Em meio às várias igrejas evangélicas localizadas no Conic – quadra central de Brasília que, em outros tempos, era ponto central da prostituição na capital federal –, uma congregação se diferencia. Formada por gays e lésbicas, a Comunidade Athos realiza cultos três vezes por semana para quem deseja praticar a fé em Deus sem sofrer preconceitos por causa da orientação sexual.

Em média, 80 pessoas participam dos cultos. De acordo com a pastora Márcia Dias, cerca de trezentas pessoas fazem parte da congregação, e quase 100% são gays, lésbicas, bissexuais ou transexuais – incluindo ela própria. “De cabeça, lembro de três heterossexuais que frequentam”, diz.

Fundada em dezembro de 2005, a congregação começou com um grupo de cinco pessoas que não eram aceitas em outras igrejas. Com o tempo, cresceu e ganhou o status de igreja. Dos cinco fundadores, dois continuam.

A Athos prega a teologia inclusiva, ou seja, não condena a homossexualidade. Toda a argumentação para aceitação vem da própria Bíblia. “Há muitos erros por parte de outras igrejas. Sodoma e Gomorra, por exemplo, não era formada só por gays. Ou seja, não é a homossexualidade que foi punida por Deus”, afirma a pastora.

Márcia também aponta que as regras da Athos são parecidas com as de outras igrejas evangélicas: “Não permitimos a promiscuidade. O sexo pode ocorrer entre pessoas que já mantém uma relação estável. Não estamos exigindo registro em cartório, até porque a Bíblia não fala disso, mas sim que as pessoas estejam com um parceiro”.

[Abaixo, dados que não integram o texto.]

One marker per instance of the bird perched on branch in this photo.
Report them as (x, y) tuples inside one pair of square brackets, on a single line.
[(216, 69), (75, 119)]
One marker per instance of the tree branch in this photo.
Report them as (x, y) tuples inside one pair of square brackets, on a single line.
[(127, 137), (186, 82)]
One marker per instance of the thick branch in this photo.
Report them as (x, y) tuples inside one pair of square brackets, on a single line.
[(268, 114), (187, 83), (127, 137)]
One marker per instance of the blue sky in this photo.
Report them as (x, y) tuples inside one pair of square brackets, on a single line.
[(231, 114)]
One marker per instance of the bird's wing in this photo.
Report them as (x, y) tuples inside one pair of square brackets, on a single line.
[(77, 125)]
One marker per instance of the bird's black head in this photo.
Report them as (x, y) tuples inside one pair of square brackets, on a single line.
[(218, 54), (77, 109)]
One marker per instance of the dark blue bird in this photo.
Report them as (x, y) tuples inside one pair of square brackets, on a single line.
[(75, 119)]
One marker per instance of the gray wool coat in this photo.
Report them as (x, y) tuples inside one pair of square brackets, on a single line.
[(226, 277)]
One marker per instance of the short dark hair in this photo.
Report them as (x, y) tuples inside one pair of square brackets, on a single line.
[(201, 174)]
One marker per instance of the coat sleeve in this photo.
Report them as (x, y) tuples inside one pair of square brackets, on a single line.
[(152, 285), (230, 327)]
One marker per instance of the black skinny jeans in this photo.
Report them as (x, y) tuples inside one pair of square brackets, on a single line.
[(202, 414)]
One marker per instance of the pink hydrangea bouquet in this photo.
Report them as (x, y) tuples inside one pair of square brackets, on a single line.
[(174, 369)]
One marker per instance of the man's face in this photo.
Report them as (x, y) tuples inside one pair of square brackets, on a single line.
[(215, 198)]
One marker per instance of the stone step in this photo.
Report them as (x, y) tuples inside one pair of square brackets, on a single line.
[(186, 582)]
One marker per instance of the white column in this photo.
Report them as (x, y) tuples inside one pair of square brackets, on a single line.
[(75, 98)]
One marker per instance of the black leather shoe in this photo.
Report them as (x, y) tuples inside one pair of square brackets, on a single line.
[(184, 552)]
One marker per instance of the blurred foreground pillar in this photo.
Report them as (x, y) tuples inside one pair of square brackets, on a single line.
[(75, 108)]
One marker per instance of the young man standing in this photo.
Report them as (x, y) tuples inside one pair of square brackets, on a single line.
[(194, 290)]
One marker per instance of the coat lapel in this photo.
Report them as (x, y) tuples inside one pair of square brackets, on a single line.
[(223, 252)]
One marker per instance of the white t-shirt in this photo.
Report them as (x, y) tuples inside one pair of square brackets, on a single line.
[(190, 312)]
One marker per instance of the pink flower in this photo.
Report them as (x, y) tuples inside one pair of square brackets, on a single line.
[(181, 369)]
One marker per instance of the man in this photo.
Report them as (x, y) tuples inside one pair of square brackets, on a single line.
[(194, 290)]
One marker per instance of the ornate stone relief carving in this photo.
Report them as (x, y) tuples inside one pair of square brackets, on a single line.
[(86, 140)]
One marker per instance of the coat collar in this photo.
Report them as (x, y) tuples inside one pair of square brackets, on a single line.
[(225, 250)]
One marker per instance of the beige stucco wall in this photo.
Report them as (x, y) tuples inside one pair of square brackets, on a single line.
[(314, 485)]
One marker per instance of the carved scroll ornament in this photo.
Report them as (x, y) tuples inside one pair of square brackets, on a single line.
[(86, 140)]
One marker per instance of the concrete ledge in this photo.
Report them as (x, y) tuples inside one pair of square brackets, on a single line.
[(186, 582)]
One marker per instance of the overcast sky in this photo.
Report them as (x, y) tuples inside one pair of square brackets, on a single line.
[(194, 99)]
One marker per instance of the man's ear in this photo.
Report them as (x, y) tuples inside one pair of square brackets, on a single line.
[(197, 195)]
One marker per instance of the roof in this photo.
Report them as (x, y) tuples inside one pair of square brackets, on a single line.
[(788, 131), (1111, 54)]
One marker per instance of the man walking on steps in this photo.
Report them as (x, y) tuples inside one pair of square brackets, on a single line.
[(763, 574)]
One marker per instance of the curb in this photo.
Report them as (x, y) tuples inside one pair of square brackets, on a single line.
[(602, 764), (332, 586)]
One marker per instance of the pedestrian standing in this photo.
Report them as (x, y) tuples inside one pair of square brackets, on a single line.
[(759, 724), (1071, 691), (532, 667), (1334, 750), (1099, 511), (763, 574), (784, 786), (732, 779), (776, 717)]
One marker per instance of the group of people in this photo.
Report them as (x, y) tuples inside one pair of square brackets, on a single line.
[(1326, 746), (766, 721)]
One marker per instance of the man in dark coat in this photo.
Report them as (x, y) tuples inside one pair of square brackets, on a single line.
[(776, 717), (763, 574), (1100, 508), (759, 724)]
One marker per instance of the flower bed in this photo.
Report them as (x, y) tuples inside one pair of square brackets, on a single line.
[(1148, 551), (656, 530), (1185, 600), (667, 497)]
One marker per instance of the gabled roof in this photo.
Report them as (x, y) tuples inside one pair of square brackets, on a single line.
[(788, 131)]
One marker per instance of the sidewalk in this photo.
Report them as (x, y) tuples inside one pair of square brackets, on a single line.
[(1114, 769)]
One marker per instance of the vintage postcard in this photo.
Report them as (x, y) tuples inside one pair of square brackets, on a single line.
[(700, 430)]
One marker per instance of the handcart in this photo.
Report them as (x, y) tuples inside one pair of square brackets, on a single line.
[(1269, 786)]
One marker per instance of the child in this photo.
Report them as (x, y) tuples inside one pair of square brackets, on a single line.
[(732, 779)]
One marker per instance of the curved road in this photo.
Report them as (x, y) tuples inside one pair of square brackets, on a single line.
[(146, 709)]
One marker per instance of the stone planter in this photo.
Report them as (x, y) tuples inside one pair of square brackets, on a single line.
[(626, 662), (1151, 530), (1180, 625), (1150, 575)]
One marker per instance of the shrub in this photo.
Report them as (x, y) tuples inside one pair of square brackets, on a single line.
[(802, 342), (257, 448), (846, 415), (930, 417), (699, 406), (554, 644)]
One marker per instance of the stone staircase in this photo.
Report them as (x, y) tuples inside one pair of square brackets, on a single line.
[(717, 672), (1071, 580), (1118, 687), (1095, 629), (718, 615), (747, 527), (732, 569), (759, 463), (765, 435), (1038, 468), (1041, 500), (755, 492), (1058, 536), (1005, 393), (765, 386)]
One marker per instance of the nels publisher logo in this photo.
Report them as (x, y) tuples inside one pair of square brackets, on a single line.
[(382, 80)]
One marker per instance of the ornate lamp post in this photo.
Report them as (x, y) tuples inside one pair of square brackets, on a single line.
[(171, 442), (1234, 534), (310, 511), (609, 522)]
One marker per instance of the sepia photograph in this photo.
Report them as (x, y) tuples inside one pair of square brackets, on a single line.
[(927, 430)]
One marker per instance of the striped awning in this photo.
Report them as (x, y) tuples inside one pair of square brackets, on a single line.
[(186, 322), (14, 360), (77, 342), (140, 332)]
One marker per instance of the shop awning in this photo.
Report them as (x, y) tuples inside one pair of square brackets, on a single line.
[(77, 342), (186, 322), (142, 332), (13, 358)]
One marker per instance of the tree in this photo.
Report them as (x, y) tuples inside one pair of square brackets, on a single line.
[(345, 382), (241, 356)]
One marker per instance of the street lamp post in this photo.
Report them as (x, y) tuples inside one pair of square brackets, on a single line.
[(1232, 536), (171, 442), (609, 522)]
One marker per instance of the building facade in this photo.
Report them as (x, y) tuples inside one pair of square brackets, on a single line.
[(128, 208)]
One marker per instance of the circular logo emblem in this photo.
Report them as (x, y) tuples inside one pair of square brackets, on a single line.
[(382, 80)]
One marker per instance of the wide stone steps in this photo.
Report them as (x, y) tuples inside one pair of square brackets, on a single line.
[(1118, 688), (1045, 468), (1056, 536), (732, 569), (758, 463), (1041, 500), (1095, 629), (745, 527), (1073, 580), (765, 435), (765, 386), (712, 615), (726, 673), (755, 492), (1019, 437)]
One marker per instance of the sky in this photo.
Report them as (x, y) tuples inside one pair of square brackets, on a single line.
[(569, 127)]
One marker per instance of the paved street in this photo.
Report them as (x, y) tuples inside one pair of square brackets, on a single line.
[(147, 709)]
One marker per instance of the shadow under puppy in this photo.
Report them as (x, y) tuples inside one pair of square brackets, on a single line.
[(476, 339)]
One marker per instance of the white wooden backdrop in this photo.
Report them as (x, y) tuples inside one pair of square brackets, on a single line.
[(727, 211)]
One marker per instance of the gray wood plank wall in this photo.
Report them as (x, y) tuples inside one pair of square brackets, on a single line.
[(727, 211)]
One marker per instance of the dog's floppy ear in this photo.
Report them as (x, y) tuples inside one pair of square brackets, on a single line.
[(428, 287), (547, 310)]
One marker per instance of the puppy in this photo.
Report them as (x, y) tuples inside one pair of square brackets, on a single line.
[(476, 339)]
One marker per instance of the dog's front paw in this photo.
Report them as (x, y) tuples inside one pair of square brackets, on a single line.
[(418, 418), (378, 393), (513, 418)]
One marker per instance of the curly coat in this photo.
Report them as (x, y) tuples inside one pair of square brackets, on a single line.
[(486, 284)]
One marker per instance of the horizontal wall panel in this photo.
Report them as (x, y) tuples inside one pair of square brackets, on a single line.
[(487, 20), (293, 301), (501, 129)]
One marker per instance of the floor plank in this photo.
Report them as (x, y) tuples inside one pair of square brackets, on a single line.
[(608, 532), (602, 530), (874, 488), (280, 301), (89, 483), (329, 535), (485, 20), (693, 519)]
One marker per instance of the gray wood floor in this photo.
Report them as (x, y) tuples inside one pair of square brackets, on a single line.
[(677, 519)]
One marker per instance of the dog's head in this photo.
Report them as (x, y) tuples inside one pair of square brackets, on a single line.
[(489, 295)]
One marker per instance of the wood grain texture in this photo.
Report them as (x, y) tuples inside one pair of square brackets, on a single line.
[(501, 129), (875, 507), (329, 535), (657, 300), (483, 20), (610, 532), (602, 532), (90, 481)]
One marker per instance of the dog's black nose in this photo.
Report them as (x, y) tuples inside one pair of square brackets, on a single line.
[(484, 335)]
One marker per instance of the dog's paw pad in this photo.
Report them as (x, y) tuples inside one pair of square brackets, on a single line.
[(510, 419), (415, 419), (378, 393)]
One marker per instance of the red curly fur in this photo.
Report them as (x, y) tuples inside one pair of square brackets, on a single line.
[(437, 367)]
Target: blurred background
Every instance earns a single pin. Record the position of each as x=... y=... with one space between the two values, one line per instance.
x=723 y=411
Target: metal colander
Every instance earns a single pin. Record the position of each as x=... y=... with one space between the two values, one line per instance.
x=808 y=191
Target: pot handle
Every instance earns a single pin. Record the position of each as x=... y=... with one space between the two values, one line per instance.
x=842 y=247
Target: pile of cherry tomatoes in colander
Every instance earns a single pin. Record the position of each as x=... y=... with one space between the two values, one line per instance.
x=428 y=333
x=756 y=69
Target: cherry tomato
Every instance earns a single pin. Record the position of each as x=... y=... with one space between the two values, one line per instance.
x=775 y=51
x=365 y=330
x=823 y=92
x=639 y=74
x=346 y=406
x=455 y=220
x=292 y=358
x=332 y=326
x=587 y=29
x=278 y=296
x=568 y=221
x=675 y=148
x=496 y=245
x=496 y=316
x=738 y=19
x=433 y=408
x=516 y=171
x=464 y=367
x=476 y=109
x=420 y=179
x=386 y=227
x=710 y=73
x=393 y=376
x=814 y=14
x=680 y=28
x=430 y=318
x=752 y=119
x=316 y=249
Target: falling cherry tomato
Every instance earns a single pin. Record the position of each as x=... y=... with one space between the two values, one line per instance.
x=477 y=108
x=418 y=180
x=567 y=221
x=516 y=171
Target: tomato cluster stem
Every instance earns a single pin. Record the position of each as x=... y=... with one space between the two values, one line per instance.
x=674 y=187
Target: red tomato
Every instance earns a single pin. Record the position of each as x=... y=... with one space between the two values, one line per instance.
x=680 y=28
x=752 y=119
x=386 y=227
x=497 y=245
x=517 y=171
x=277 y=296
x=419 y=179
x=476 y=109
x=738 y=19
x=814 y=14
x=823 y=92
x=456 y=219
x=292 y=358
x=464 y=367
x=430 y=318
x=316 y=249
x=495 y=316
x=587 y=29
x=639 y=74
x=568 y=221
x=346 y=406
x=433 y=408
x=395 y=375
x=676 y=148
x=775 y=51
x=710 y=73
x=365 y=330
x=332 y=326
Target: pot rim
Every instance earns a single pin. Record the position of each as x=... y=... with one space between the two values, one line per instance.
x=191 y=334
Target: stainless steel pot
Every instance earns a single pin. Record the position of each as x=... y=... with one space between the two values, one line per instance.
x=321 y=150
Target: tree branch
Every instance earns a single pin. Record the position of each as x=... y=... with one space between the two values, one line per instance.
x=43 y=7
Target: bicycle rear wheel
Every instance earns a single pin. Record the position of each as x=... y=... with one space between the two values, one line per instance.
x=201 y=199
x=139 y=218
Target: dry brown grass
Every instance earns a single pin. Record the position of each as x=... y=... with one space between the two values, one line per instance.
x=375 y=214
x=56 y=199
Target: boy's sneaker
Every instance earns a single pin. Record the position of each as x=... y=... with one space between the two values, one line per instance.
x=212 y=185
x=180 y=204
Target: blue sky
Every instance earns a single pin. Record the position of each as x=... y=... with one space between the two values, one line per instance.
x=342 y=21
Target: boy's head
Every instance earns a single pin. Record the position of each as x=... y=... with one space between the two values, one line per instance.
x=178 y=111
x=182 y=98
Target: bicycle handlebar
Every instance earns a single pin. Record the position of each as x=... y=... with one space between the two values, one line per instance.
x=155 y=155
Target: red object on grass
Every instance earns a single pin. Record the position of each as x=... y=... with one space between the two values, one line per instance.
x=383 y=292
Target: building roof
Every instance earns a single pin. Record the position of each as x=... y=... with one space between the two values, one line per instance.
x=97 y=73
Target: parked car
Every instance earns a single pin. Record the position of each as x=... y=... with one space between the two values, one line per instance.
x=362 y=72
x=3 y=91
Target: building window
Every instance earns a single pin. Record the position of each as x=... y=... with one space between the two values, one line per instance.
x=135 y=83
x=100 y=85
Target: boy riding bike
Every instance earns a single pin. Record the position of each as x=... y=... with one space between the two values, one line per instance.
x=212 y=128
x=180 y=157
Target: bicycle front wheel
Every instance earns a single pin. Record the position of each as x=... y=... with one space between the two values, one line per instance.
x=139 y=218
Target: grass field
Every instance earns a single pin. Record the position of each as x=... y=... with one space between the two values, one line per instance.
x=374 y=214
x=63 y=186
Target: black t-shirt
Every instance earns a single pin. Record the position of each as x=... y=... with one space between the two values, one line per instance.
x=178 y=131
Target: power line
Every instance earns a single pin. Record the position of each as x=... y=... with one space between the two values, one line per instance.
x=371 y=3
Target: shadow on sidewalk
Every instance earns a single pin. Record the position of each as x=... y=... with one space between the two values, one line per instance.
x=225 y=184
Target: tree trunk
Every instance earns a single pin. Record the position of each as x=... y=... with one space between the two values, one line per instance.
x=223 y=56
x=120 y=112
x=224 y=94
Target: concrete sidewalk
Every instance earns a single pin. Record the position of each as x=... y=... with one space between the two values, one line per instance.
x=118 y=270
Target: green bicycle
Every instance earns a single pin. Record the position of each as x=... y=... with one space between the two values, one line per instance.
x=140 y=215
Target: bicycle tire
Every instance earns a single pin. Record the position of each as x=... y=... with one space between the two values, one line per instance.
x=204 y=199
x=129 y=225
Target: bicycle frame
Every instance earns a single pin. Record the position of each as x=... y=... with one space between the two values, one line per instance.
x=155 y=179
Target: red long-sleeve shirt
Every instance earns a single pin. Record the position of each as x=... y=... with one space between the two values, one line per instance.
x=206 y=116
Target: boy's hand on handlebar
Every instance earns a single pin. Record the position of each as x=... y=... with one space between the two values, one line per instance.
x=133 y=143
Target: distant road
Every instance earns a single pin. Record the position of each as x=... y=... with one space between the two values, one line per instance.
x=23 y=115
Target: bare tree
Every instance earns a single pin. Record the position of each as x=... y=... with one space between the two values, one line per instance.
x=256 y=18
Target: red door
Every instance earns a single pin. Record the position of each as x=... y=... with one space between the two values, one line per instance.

Cerca de 90% dos fiéis são do sexo masculino. O designer gráfico Fábio Carvalho (que cuida das redes sociais da Athos), diz que isso acontece por que é mais fácil para mulheres disfarçarem a homossexualidade. “Algumas mulheres são lésbicas, frequentam igrejas e ninguém percebe. Com homens, é diferente”, aponta.

A grande maioria dos frequentadores já foi expulsa de outras igrejas por causa da orientação sexual. O secretário executivo Marcelo Araújo, 29, é um exemplo. “Até os 16 anos, eu frequentava uma igreja e não havia me assumido gay. Um dia fiquei com um menino e a história chegou ao pastor. Ele me chamou e me expulsou. Não adiantou nem argumentar”.

Depois de um período morando nas ruas, ele foi acolhido por uma família responsável por outra igreja. Depois de tentar, sem sucesso, um relacionamento heterossexual, ele se assumiu em um jantar de família. “Disse que eu tinha uma pessoa e perguntaram porque ela não estava lá no jantar. Aí disse: não é ela, é ele”, conta Marcelo. A confissão causou mais uma expulsão.

Antes de encontrar a Comunidade Athos, Marcelo disse que tentou a cura gay. “Fui a psicólogos e até me levavam para montes para fazer a libertação. Não deu. Me afastei da igreja, e só quando descobri a igreja inclusiva pela internet, voltei a praticar a fé e me sentir em paz em relação à minha sexualidade. Hoje sou feliz”, diz. Há dois anos ele está na Athos e conheceu o companheiro em um culto da igreja inclusiva.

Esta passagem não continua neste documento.